La firme explique sa technique de monitoring des fonds : il ne s’agit donc dans les faits que d’un snapshot des balances des comptes bancaires de Tether, selon des informations fournies par Tether ou une tierce partie (entendre les banques de Tether). Les données ont été certifiées, certes, mais là encore pas par la firme ou des comptables, mais par le Chief Financial Officer et le General Counsel de Tether.
Je me limiterais à noter que le rapport d’audit dit avoir vérifié les soldes disponibles des comptes bancaires et les avoir mis en parallèle avec le nombre total d’USDT émis par Tether (fourni par Tether) pour vérifier si les USDT étaient réellement backés par de vrais dollars. Pour cela, la firme a vérifié les deux soldes à la date du 1 juin 2018. A cette date, il y aurait eu un total de 2 538 090 823,52 USDT jamais émis, tous backés. Une situation merveilleuse… Mais incohérente avec la situation décrite par les auteurs de l’étude « Is Bitcoin Really Un-Tethered ? », qui comptabilisaient de leur côté déjà 2,99 milliards d’USDT émis en Février 2018, comptabilisés précisément à l’aide des données de la blockchain Tether-même.

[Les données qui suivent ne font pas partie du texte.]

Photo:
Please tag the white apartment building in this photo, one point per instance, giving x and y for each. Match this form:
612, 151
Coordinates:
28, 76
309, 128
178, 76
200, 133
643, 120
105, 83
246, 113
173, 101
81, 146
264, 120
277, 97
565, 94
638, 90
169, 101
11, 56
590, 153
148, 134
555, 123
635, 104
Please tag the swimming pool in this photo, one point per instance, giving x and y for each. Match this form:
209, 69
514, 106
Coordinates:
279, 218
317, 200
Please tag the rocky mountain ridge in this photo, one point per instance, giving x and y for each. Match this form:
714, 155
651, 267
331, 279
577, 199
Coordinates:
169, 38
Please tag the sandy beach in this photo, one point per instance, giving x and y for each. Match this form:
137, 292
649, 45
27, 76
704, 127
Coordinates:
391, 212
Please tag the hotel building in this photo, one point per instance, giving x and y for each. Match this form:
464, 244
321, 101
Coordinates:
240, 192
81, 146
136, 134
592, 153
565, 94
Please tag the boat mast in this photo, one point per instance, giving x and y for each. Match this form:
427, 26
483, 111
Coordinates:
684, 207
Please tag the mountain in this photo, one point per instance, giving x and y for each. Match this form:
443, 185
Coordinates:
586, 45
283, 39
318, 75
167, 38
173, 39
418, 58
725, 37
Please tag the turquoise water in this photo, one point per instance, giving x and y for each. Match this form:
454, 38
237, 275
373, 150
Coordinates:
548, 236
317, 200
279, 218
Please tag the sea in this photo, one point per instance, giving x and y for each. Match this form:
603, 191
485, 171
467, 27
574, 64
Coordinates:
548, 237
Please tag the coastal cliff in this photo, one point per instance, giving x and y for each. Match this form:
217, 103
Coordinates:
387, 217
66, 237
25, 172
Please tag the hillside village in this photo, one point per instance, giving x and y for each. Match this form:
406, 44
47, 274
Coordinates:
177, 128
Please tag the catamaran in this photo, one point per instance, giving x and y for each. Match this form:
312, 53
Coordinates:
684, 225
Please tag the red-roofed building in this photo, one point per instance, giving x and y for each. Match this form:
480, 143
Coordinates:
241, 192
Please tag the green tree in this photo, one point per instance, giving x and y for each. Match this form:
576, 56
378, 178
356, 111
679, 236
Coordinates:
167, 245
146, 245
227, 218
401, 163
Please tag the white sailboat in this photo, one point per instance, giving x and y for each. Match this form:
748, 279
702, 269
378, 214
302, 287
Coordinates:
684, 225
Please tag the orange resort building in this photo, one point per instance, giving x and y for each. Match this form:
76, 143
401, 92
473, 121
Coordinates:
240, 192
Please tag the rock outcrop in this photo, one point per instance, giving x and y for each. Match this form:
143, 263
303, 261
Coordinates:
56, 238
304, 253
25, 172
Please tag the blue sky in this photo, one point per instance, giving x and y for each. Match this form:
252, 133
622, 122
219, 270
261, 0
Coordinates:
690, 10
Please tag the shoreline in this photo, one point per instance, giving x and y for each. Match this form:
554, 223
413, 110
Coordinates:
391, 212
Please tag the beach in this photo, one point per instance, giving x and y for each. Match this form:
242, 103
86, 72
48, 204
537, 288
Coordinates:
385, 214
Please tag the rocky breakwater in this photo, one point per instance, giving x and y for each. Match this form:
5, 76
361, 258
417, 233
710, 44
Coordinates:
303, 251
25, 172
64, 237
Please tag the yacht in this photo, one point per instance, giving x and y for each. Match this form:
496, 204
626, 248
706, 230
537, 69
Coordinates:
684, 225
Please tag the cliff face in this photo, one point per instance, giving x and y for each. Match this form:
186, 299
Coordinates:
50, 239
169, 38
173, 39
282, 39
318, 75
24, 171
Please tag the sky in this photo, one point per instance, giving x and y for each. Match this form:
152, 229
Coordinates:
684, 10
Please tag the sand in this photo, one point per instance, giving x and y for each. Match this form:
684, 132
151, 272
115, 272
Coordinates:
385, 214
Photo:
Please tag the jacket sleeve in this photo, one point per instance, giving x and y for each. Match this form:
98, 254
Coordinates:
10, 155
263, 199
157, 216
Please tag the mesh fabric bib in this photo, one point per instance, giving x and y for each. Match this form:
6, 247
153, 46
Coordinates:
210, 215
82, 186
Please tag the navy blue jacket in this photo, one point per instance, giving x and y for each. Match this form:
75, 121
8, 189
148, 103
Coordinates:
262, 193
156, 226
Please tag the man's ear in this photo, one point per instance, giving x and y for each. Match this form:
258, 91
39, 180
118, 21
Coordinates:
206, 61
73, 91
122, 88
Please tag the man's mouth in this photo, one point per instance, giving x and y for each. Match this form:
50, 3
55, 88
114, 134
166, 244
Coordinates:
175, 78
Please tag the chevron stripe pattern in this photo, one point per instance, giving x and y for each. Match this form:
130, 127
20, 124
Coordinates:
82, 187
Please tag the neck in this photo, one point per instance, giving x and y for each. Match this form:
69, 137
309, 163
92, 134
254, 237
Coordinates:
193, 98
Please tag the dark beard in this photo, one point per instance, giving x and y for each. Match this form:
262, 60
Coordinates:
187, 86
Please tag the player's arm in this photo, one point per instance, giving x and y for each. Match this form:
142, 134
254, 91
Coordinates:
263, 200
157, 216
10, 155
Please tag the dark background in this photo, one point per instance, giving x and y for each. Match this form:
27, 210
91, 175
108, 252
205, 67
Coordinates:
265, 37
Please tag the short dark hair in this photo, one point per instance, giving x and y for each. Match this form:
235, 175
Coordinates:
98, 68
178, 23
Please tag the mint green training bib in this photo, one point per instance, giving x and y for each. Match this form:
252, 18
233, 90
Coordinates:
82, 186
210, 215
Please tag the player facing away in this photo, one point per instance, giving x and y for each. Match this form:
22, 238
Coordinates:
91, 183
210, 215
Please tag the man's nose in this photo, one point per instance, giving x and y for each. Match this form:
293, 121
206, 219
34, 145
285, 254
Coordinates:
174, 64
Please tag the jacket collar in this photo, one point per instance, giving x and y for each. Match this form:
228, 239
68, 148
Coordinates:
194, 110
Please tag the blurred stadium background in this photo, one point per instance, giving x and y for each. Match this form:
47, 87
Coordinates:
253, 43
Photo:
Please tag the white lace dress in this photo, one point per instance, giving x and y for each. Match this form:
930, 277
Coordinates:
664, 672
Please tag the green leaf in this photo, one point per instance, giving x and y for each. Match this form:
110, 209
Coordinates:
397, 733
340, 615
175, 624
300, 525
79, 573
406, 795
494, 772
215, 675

Pour finir, la firme FSS conclut l’étude en précisant un certain nombre de réserves qu’il faut bien garder à l’esprit, notamment qu’ils n’ont pas mené cet audit selon les règles comptables habituellement exigibles dans un tel contexte (« FSS is not an accounting firm and did not perform the above review and confirmations using Generally Accepted Accounting Principles »).
Pas sûr dans ces conditions que ce rapport rendu public ne disperse le flou qui entoure Tether Ltd. et son crypto-actif, l’USDT. En tout cas, je vous confirme la publication à venir de ma revue de l’article de recherche sur le lien possible entre USDT et manipulation du cours du BTC.